With about three, maybe four hours of sleep under my belt after what I can only describe as a nervous breakdown last night, I should have been comatose all morning. But that e-mail made an overcast, gross day a little brighter. The funny thing about it, though, was that it took me reading that e-mail to Liz to realize that, whoa…that’s a pretty big deal.

Liz literally sprung out of her seat and gave me a huge hug.

The e-mail was from Tim Page, an epically talented music critic who wrote for the Washington Post for 12 years. He’ll be visiting campus on Monday and Tuesday. Here’s the thing about Mr. Page…

He has Asperger’s Syndrome, an autism-spectrum disorder that impairs social interactions and entails offbeat and often disruptive fixations on very specific topics. Without supportive friends and family and strong adaptive skills, Asperger’s can be a genuinely debilitating disorder. Page coped…he made the syndrome work for him. One of Page’s fixations was music. He had a knack for writing, too, and as you might guess, things unfolded from there.

It’s pretty freakin’ inspirational stuff. Enough so that, after I interviewed Mr. Page, I couldn’t help but feel uplifted.

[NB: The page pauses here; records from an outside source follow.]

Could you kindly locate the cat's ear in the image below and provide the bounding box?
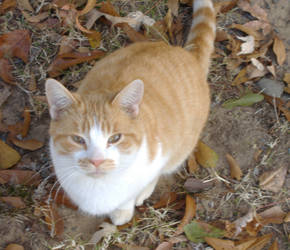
[45,78,75,120]
[112,79,144,118]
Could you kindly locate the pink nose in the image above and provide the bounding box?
[90,159,104,168]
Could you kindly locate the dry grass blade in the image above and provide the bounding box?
[43,204,64,238]
[175,194,196,235]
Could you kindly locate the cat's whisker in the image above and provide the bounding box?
[24,163,53,185]
[47,168,76,204]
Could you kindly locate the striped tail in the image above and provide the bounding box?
[185,0,216,74]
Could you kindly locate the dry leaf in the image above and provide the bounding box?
[184,178,213,193]
[0,169,41,185]
[215,29,229,42]
[168,0,179,16]
[16,0,34,12]
[235,238,258,250]
[243,20,272,36]
[284,212,290,223]
[238,1,268,22]
[153,192,177,209]
[176,194,196,235]
[0,140,21,169]
[11,138,44,151]
[205,237,235,250]
[263,95,290,122]
[259,206,286,224]
[0,58,14,84]
[230,24,262,41]
[21,108,31,137]
[226,154,242,180]
[232,67,248,86]
[5,244,24,250]
[269,239,279,250]
[214,0,238,14]
[283,73,290,84]
[266,65,276,78]
[89,222,117,244]
[259,166,287,192]
[155,241,173,250]
[86,31,102,49]
[187,153,199,173]
[0,0,16,14]
[0,30,31,84]
[48,50,105,77]
[43,204,64,238]
[0,196,26,208]
[247,233,272,250]
[194,141,218,168]
[237,36,255,55]
[21,11,49,23]
[50,189,78,210]
[273,36,286,66]
[0,82,11,107]
[116,244,149,250]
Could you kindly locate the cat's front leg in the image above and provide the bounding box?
[109,199,135,225]
[135,177,159,206]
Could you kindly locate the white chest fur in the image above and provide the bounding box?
[50,137,168,215]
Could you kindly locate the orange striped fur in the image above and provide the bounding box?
[45,0,216,225]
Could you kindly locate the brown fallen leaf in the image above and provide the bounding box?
[168,0,179,16]
[43,203,64,238]
[226,154,242,181]
[0,169,41,185]
[263,95,290,122]
[269,238,279,250]
[259,206,286,224]
[283,73,290,94]
[155,241,173,250]
[11,138,44,151]
[21,108,31,137]
[0,0,16,14]
[215,29,229,42]
[0,58,15,84]
[86,31,102,49]
[243,20,272,36]
[194,141,218,168]
[5,244,24,250]
[0,140,21,169]
[205,237,235,250]
[230,23,262,41]
[48,50,105,77]
[238,1,268,22]
[0,196,26,208]
[16,0,34,12]
[235,238,257,250]
[259,166,287,192]
[175,194,196,235]
[50,189,78,210]
[153,192,177,209]
[273,36,286,66]
[232,67,248,86]
[115,243,149,250]
[284,212,290,223]
[0,30,31,84]
[247,233,272,250]
[187,153,199,173]
[214,0,238,14]
[184,178,213,193]
[21,11,49,23]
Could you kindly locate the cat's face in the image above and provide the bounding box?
[46,79,144,177]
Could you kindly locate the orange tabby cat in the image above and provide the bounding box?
[46,0,215,225]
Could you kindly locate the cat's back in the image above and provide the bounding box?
[78,41,206,96]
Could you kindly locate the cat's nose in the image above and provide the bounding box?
[90,159,104,168]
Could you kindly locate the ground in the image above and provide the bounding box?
[0,0,289,250]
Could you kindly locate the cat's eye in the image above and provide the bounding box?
[71,135,86,145]
[107,133,122,145]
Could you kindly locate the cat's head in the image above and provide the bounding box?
[45,78,144,177]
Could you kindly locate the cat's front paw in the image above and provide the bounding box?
[109,207,134,225]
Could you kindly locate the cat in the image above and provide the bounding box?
[45,0,215,225]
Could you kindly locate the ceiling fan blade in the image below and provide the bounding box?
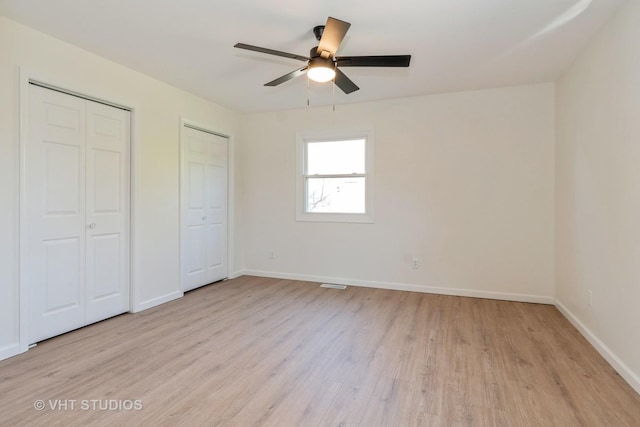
[334,68,359,94]
[335,55,412,67]
[265,66,308,86]
[317,17,351,58]
[234,43,310,62]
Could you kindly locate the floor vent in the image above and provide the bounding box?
[320,283,347,290]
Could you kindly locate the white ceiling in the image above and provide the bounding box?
[0,0,625,112]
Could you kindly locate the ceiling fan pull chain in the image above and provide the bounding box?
[306,75,310,107]
[332,76,336,112]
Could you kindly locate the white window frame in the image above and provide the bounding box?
[296,130,374,223]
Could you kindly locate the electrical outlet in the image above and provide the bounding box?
[412,258,419,269]
[587,290,592,307]
[269,250,276,260]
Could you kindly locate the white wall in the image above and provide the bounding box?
[236,83,555,302]
[0,16,238,359]
[555,0,640,392]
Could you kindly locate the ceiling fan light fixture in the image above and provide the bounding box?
[307,57,336,83]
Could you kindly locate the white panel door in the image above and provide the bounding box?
[27,86,87,342]
[181,126,228,292]
[85,101,130,323]
[205,134,228,283]
[26,85,130,343]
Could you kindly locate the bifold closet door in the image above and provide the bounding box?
[84,101,130,324]
[26,85,130,344]
[181,126,228,292]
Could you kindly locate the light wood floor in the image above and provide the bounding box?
[1,276,639,426]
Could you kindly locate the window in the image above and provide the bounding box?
[296,131,374,223]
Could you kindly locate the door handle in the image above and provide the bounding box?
[88,223,96,229]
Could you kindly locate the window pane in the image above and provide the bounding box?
[307,139,365,175]
[306,177,365,213]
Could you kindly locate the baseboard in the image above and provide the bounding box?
[0,342,22,362]
[240,269,555,305]
[132,290,183,313]
[554,300,640,395]
[228,270,247,280]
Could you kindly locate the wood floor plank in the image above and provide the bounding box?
[1,276,639,426]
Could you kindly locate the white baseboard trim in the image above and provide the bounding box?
[0,342,22,362]
[240,269,555,305]
[228,270,246,280]
[132,290,183,313]
[555,300,640,395]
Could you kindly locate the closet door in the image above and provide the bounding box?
[26,85,130,343]
[205,133,228,284]
[27,86,87,343]
[181,126,228,292]
[85,101,130,323]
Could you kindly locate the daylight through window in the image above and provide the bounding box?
[305,138,366,214]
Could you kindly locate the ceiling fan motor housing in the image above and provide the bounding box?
[309,56,334,68]
[310,46,323,59]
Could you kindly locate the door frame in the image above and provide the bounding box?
[18,69,138,354]
[179,117,233,292]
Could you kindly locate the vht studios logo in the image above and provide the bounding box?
[34,399,143,411]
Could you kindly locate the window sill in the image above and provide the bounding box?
[295,212,374,224]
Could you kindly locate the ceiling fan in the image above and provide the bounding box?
[234,17,411,94]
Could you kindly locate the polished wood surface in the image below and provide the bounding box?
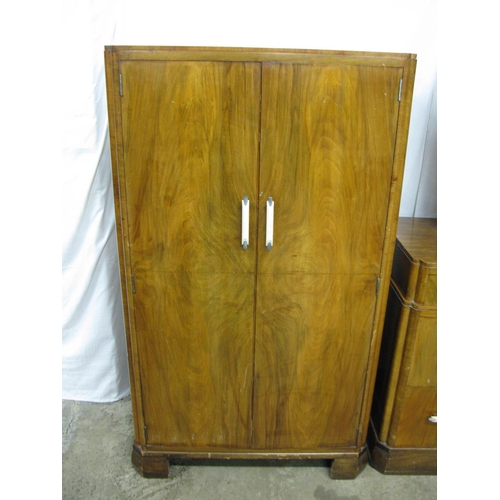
[253,62,402,449]
[120,60,260,448]
[391,218,437,307]
[253,274,376,448]
[106,45,416,68]
[394,218,437,265]
[258,63,401,275]
[105,47,417,478]
[369,217,437,474]
[121,60,260,274]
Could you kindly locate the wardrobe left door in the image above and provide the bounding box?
[118,60,261,449]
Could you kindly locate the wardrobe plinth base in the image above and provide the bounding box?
[131,444,369,479]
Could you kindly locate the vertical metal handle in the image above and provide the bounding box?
[266,197,274,251]
[242,196,249,250]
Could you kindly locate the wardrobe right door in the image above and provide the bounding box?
[252,62,403,450]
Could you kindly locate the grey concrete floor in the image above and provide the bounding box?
[62,397,437,499]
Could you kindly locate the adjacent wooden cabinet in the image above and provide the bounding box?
[104,46,416,479]
[369,217,437,474]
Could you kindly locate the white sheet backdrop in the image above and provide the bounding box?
[62,0,437,402]
[62,0,129,402]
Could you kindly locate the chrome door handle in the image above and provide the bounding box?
[242,196,249,250]
[266,197,274,251]
[428,415,437,423]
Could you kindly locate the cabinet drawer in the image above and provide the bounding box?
[394,386,437,448]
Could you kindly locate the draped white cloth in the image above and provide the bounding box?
[62,0,129,402]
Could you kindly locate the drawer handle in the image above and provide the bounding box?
[266,197,274,251]
[242,196,249,250]
[428,415,437,423]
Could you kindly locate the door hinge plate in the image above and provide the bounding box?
[376,277,381,297]
[398,78,403,102]
[144,425,148,442]
[131,275,136,294]
[119,73,123,96]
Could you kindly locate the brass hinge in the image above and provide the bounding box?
[355,427,359,443]
[144,425,148,442]
[376,277,381,297]
[119,73,123,97]
[131,275,136,294]
[398,78,403,102]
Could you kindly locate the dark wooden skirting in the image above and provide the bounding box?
[330,446,369,479]
[132,443,368,479]
[367,419,436,475]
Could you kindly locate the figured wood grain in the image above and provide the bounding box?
[119,60,261,449]
[253,273,377,449]
[258,63,402,274]
[253,62,404,450]
[120,60,260,274]
[134,271,255,448]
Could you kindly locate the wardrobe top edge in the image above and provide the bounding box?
[104,45,416,61]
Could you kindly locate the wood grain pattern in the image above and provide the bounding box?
[258,63,402,274]
[395,218,437,266]
[253,273,377,449]
[252,62,403,450]
[134,271,255,448]
[121,60,260,274]
[357,55,417,447]
[119,60,261,449]
[105,46,415,68]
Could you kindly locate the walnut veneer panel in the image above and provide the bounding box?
[119,60,260,448]
[121,60,261,275]
[134,271,255,448]
[258,63,402,275]
[253,273,376,449]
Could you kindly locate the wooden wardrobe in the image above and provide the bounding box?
[104,46,416,479]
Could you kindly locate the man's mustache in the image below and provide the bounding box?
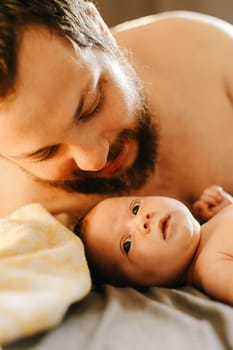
[63,128,137,180]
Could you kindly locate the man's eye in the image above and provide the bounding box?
[123,237,132,255]
[79,89,104,121]
[132,203,140,215]
[33,145,59,162]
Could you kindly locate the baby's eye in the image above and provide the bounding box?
[123,237,132,255]
[132,202,140,215]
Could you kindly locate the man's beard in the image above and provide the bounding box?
[48,104,159,195]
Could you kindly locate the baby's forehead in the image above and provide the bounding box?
[85,197,135,236]
[93,197,136,216]
[84,196,143,237]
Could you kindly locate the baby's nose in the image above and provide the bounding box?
[142,213,151,232]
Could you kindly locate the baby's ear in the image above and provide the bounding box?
[86,2,116,43]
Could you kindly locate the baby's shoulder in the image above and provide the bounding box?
[211,204,233,228]
[191,206,233,284]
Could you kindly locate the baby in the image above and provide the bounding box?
[75,186,233,305]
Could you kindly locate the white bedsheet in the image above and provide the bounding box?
[0,204,91,345]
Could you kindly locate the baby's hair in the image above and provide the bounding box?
[74,215,130,287]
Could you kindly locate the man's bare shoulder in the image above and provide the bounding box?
[112,11,233,49]
[113,11,233,113]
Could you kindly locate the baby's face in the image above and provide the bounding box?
[83,196,200,287]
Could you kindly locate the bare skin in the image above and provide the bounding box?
[0,9,232,223]
[113,13,233,204]
[186,187,233,305]
[80,186,233,305]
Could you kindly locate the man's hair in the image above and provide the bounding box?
[75,216,130,287]
[0,0,115,97]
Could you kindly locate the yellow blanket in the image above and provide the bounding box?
[0,203,91,345]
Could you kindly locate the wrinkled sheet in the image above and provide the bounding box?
[0,204,91,346]
[4,285,233,350]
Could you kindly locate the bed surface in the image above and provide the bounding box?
[5,285,233,350]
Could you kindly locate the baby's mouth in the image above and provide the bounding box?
[159,215,171,240]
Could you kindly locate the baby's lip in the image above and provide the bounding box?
[159,215,171,240]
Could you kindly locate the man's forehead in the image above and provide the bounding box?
[19,25,72,56]
[0,32,98,152]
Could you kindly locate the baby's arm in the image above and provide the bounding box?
[193,185,233,221]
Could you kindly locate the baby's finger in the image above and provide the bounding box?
[200,186,223,204]
[193,200,213,220]
[202,186,223,201]
[200,192,220,206]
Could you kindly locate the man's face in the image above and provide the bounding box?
[0,26,158,196]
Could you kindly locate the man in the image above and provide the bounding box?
[0,1,232,225]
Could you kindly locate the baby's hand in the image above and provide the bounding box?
[193,185,233,221]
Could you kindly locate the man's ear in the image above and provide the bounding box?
[86,2,116,43]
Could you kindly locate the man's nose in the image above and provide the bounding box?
[69,138,109,171]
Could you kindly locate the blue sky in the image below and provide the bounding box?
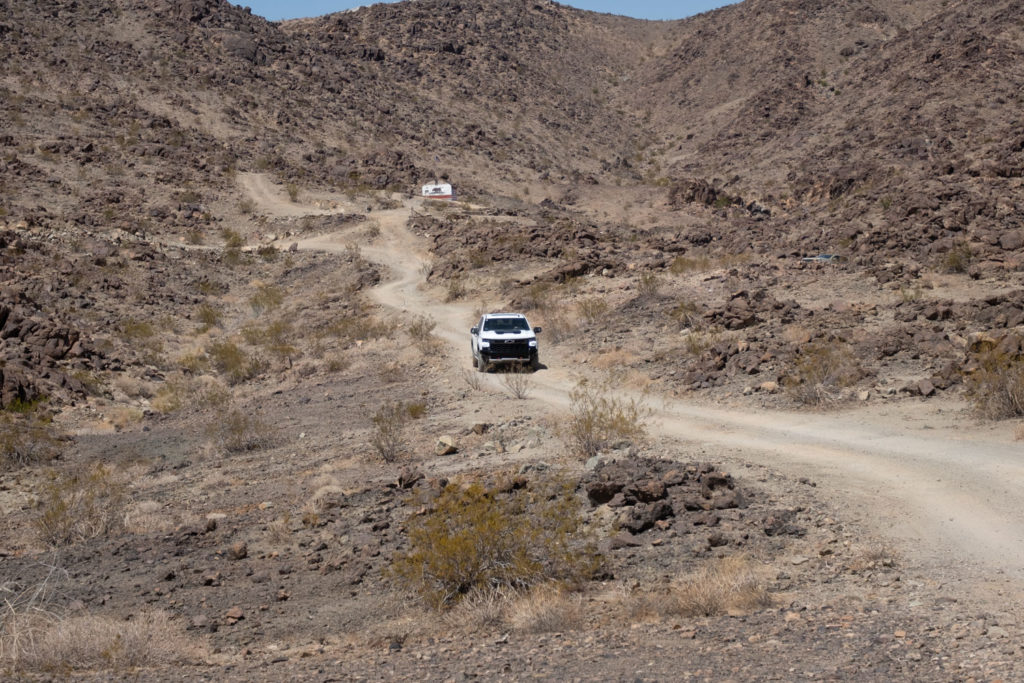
[238,1,737,22]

Don’t ask me how writing about someone who’s had an insanely rough life made me feel this way, but I realized I’m being entirely too hard on myself. By tomorrow, I’ll have three stories printed in the Missourian this week. One was a Sunday centerpiece. Another was a front-page centerpiece that jumped to Second Front. Who knows what’ll happen with the Page story, but regardless: I need to stop feeling guilty. I don’t have to be Superwoman. I’m already doing a heck of a lot, and maybe it’s time to slow down a little.

This semester’s been rough. The shells project is driving me crazy. I was personally insulted when the Safety shell was collapsed, especially when we were already approaching the execution phases. It’s been really challenging to get back up after being knocked down by that kind of frustration. Thankfully, Paul’s really on the ball with the Growth shell, so for once, I don’t feel like I have to micromanage an entire project. (It doesn’t matter if I have the greatest group of all time; I’m always going to be the one who freaks out about everything.)

Life is literally driving me crazy right now, and I need to stop making it worse by stressing myself out about it. I’m stressing so much, it takes a hyperactive hug from my editor (seriously though, thanks Liz) to realize I’m doing a good job.